None of 75 traffic plans well implemented in 20 years

Bishnu Prasad Aryal
Kathmandu, November 6

Some 75 plans on urban transport system have been developed during the last two decades. However, no plan was effectively implemented owing to the lack of coordination among four different implementing government bodies.

The Ministry of Home Affairs, the Ministry of Labour and Transport (MoLT), the Ministry of Local Development, and the Ministry of Physical Planning and Works (MoPPW) have been working on the transport management of the country but to no avail regarding the achievement.

"The achievement is nothing significant and the transport system in the Kathmandu Valley remains haphazard making the city polluted, ugly and unworthy of healthy living," said Dr Pushkar Bajracharya, member of the National Planning Commission. "There were 75 urban transport development plans formulated but not a single policy was fully implemented," he added. "The advocacy on the transport management in the last two decades has been fruitless."

Superintendent of Police Pawan Prasad Kharel of Metropolitan Traffic Police Divison said that the lack of coordination was the major factor of the problem. "The NPC formulated policies but all of the programmes were not sent for the practices due to the lack of budget and other lapses," he said.
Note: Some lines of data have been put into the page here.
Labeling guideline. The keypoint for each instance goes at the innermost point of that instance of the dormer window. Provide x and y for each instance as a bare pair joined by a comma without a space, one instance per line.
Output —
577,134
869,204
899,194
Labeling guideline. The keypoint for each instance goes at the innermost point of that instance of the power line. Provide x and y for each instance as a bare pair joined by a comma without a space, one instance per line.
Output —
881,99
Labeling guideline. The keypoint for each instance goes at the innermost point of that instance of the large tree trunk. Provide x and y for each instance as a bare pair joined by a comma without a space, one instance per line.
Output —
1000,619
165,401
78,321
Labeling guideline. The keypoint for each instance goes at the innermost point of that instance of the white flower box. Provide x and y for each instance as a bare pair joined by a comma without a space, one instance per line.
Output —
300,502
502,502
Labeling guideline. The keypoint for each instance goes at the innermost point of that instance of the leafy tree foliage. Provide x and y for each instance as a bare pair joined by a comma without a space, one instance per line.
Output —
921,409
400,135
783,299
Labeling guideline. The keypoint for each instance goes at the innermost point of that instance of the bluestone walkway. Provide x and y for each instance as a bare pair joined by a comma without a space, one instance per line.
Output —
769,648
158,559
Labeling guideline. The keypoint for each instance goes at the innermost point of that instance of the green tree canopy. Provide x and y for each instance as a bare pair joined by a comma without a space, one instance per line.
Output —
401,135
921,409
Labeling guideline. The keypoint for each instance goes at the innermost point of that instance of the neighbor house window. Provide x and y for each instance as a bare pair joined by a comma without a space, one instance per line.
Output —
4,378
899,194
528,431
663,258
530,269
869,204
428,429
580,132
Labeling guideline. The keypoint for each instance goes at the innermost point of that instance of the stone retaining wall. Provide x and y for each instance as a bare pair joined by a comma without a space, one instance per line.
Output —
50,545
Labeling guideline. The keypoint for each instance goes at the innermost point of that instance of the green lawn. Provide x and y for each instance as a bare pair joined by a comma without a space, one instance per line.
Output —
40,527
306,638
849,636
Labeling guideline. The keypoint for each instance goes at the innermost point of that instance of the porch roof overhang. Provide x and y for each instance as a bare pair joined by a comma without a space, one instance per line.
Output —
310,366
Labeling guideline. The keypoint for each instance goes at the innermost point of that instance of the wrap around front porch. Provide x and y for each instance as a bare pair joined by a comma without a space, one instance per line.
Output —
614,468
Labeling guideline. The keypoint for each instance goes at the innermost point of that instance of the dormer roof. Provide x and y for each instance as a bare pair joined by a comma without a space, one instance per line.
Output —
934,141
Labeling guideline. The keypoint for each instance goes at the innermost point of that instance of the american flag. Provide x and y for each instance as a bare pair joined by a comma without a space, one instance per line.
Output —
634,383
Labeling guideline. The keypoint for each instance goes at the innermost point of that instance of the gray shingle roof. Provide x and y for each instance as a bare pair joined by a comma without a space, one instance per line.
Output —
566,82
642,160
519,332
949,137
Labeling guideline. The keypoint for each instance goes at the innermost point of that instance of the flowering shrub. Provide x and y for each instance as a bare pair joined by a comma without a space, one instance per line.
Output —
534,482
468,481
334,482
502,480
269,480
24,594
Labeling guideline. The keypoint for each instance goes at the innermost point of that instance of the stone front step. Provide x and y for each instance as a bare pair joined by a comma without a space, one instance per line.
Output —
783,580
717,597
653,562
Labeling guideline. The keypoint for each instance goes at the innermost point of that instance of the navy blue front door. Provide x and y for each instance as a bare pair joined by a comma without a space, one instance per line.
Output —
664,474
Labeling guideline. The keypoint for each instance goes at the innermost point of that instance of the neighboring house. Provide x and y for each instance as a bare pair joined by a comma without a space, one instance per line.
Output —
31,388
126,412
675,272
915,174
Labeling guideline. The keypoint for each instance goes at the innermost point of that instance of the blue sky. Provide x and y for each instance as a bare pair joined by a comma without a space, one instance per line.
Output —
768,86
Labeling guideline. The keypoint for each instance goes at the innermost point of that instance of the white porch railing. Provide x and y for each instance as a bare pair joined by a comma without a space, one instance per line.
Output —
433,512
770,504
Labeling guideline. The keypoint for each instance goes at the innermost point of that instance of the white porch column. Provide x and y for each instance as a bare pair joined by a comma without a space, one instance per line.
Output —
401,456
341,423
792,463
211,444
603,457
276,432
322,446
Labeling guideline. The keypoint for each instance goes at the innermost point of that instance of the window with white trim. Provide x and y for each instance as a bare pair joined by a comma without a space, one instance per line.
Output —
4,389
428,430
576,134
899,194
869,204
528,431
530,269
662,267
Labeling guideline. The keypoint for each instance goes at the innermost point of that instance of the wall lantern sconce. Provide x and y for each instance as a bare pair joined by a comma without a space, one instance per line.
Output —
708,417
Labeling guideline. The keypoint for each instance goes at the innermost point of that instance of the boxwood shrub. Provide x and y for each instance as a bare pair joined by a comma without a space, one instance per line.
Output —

The NPC started including the urban development and transport management in the seventh five-year plan (1985-1990). "The gross negligence on the plans since the beginning pushed the urban transport management into an abyss due to the lack of coordination among the implementing agencies but not because of resources," said Purna Kadaria, secretary at the MoPPW. "If this trend persists, the problem will be multiplied day by day," he said.

According to the MoLT, there were only 26,000 vehicles of all sorts registered in Bagmati Zone in 1980. The number of those vehicles counts to 444,700 in 2009.

The law provisions the concentration of PM10, pollution level in the air, upto 120 ug/m3 (24 hours). Now it has reached upto 200 ug/m3 in roadsides, 149 ug/m3 in residential area and 134 ug/m3 in average in the valley, a report of the Asian Development Bank says. The ratio of pollution was 100 ug/m3 in average in the valley in 2003.

About 19,000 children below five year died of respiratory problem caused by emission pollution in Nepal in the past years.

Kamal Raj Pande, joint-secretary at the MoPPW, said, "Forty-two per cent of the pollution is caused by vehicle emission, affecting in the climate change. Therefore, we must adopt the sustainable policies and programmes to control the haphazard."

David Irwin, leader of the Kathmandu Sustainable Transport Project of ADB on Technical Assistance, said that the formulation of visionary policies and law were necessary to tackle the problem. Coordination and implementation of policies are must to solve these problems, he said. "Encouragement for the public vehicles and control over the private cars and motorcycles will be best way to manage the transport of the Kathmandu Valley," he added.

The ADB has started the project of 6.5 months from October 5 to study on a vision for sustainable urban transport, including immediate measures to improve the operations of public transport and upgrading of the bus parks, traffic management plan for the central area of Kathmandu and pedestrian only areas within the old towns of Kathmandu.